Tori Shin offers a generous selection of organic chicken skewers, some de-skinned, others with skin on, a celebration of every imaginable part of the chicken, from wings to gizzards. As is often the case in traditional Japanese haunts, the chef strongly suggests how to eat the plate presented before you; whether you should
invoke soy sauce or whether it’s best eaten undressed.
Such was the case
at Tori Shin, with the exception of the underseasoned skewer of three
parts of chicken. For this dish, I added a little soy, which indeed did the
trick. While I didn’t take much to a skewer of chicken hearts, I took pause over the miso-marinated chicken, often overplayed in seafood dishes, a la Nobu’s miso cod or staple miso sea bass at many a Japanese spinoff of late, most of which are good, but predictable. Miso-laced bits of chicken were so intensely moist and flavorful that I demanded seconds. Not quite as astounding but nevertheless tasty, the pounded chicken wrapped around a fresh, crisp leek, was skewered with a blistery Japanese pepper, the perfect combination of crisp vegetables and silky chicken meat. Perfectly crispy on the outside, supremely tender within, the chicken meatballs (tsukune) were simply seasoned with a bright
yakitori sauce. The parade of chicken was quickly followed by two vegetable skewers; ginko beans, nutty and crunchy, and gentle Japanese mushrooms.
If that wasn’t enough, which it was, there was another course to be had, that even if you’re nearing full, is worth risking the aftereffects of eating too much.

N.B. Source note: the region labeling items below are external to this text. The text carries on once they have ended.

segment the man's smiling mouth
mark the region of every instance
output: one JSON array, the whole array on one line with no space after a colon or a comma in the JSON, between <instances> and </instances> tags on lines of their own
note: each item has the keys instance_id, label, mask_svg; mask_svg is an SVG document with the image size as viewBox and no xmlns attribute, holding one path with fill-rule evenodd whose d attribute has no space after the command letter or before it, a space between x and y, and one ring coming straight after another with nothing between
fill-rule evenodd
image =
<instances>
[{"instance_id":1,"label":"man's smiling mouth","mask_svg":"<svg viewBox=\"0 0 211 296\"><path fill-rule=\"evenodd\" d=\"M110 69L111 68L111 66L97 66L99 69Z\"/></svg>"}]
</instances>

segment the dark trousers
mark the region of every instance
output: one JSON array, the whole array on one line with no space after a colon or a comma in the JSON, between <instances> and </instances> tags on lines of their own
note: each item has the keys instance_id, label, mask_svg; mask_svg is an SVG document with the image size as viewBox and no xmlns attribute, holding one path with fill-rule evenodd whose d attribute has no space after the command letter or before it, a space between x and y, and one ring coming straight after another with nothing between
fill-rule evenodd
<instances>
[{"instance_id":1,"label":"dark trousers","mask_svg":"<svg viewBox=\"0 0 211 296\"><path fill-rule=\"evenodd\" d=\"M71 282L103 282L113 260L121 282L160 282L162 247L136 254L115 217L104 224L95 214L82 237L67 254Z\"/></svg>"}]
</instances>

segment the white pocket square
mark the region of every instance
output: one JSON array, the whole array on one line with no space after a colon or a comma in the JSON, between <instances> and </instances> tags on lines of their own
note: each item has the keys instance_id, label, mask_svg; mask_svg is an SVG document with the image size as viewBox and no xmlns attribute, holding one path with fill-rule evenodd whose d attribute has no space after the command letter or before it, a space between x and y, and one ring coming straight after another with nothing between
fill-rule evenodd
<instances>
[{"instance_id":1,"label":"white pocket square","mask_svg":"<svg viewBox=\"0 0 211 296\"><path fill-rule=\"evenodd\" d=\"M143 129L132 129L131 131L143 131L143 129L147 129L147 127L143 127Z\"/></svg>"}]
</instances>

With a choice of oyaka don and dashi chazuke, I tried both. While the dashi chazuke, a simple bonito broth with rice, was soothing, I was more enchanted by the oyaka don, a traditional bowl of rice topped off with a rich chicken meatball and a gooey, half-boiled egg. If you don’t have room, I highly recommend bringing it home and eating it for breakfast – well-worth the shame of asking for a doggie bag. For dessert, I took part in a subtly sweet mound of crushed ice with specks of oba leaf.